Hukum Suara. Com, Ada pemandangan yang berbeda tatkala sebuah partai politik merayakan usianya yang ke-25. Di saat panggung-panggung seremonial biasanya dipenuhi pidato normatif, pelataran Gerai Tri Bisnis Center, Karawang, justru menjelma menjadi ruang gawat darurat kemanusiaan yang dikemas hangat pada Minggu, 6 September 2026. Di bawah langit biru, 600 kader militan tidak sedang berhajat memobilisasi massa, melainkan mengantre dengan tertib untuk menyetorkan lengan mereka demi sebuah stetoskop dan cek tensi gratis.
Di balik denyut kegiatan ini, legislator DPR RI dari Fraksi Partai Demokrat, dr.

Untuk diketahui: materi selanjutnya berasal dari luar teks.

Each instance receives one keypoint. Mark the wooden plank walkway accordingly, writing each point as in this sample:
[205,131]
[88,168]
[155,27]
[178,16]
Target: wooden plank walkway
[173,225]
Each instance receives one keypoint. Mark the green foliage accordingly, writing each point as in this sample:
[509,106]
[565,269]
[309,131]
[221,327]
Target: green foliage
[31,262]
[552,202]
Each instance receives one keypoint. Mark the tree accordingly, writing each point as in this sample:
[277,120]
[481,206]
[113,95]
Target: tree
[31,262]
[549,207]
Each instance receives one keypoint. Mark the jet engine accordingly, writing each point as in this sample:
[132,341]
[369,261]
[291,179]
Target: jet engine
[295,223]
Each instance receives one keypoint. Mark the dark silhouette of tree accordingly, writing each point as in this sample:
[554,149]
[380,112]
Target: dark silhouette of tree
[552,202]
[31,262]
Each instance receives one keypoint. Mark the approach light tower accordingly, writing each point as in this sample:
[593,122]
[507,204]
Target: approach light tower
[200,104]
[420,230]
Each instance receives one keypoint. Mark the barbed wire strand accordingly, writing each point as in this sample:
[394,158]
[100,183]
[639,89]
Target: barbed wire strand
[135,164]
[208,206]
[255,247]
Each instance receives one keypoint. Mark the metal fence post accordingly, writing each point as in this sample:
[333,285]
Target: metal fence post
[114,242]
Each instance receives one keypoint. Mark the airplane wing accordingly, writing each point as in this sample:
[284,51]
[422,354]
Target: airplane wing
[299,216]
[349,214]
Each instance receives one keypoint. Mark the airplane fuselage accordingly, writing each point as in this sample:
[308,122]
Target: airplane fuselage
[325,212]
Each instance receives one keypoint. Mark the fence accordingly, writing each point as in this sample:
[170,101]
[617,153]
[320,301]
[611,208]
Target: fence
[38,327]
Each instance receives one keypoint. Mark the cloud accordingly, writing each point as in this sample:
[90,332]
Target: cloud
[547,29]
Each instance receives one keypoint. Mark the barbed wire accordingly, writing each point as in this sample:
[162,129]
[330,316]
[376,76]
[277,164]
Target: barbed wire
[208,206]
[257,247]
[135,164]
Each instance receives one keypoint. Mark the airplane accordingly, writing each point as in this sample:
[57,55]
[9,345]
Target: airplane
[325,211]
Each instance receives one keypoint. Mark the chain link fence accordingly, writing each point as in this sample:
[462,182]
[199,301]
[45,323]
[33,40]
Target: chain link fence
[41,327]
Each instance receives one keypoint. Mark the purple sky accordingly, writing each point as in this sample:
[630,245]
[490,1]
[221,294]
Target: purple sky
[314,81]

Hj. Cellica Nurrachadiana, memilih membumikan usia perak partai ke dalam tindakan preventif yang paling mendasar. Bagi Cellica, politik hari ini tidak boleh lagi berjarak dari dapur dan urat nadi kesehatan warga.
Sorotan tajam mengalir tatkala Cellica mengambil mikrofon. Alih-alih beretorika panjang lebar soal konstelasi kekuasaan, ia memilih membongkar realitas biologis yang sering diabaikan: ancaman nyata dari penyakit tidak menular yang mengintai tanpa aba-aba.
"Lagi padel, lagi bulutangkis, bahkan lagi tidur pun bisa kena jantung," cetusnya di hadapan ratusan kader yang menyimak lekat.
Gaya bertuturnya lugas, membedah bagaimana kolesterol dan hipertensi menuntut kepatuhan minum obat seumur hidup. Ia menguliti bahaya diabetes—sang silent killer—yang bekerja secara senyap menggerogoti organ vital mulai dari mata, ginjal, hingga paru-paru, tanpa disadari korban hingga tubuh mendadak susut. Narasi kesehatan preventif ini bukan sekadar imbauan moral lokal, melainkan irisan langsung dengan visi besar Presiden RI Prabowo Subianto. Tujuannya esensial: memangkas beban finansial negara di sektor kesehatan, meringankan beban BPJS, dan memastikan angka harapan hidup warga meningkat agar bisa lebih lama merajut kebersamaan dengan keluarga tercinta.
Di luar bilik pemeriksaan medis dan kantong-kantong beras sembako yang dibagikan, momentum seperempat abad ini juga menjadi corong penyampaian tiga maklumat penting dari Ketua Umum Partai Demokrat.
Pertama, orientasi ekonomi kerakyatan yang menuntut penciptaan lapangan kerja bagi kaum muda, keberpihakan pada UMKM, serta stabilitas harga kebutuhan pokok agar terjangkau oleh daya beli ibu rumah tangga. Kedua, penegakan keadilan sosial yang menolak keras hukum tajam ke bawah tumpul ke atas. Ketiga, seruan moral untuk mengawal netralitas aparatur negara—baik ASN, TNI, Polri, hingga penegak hukum—demi menjaga kemurnian demokrasi.
"Kegiatan ini bukan agenda musiman yang hanya muncul saat ulang tahun," tegas Cellica, menegaskan bahwa kehadiran struktur partai dari tingkat DPC, PAC, ranting, hingga simpatisan adalah ikhtiar permanen membersamai denyut hidup masyarakat Karawang.
Inovasi perayaan ini ditutup dengan sebuah simbul ekologis yang sarat makna: penyerahan 250 bibit pohon mangga secara simbolis kepada ibu Lurah setempat.
Angka 250 bukan sekadar hitungan matematis usia perak, melainkan cetak biru ketahanan pangan dan investasi hijau jangka panjang. Analogi politiknya tajam: sebagaimana partai yang berakar selama seperempat abad di sanubari rakyat, bibit-bibit mangga tersebut diproyeksikan tumbuh kokoh, menghijaukan kawasan, dan kelak menghasilkan buah manis yang dapat dinikmati lintas generasi.
Dipadukan dengan sesi edukasi GERMAS bersama Kementerian Kesehatan, perayaan di Gerai Tri Bisnis Center ini berhasil memecah kebuntuan tradisi politik lama. Demokrat mencoba membuktikan bahwa usia 25 tahun dirayakan bukan dengan pesta pora, melainkan dengan merawat raga rakyat, menghijaukan bumi, dan menjaga keadilan tetap bernyawa.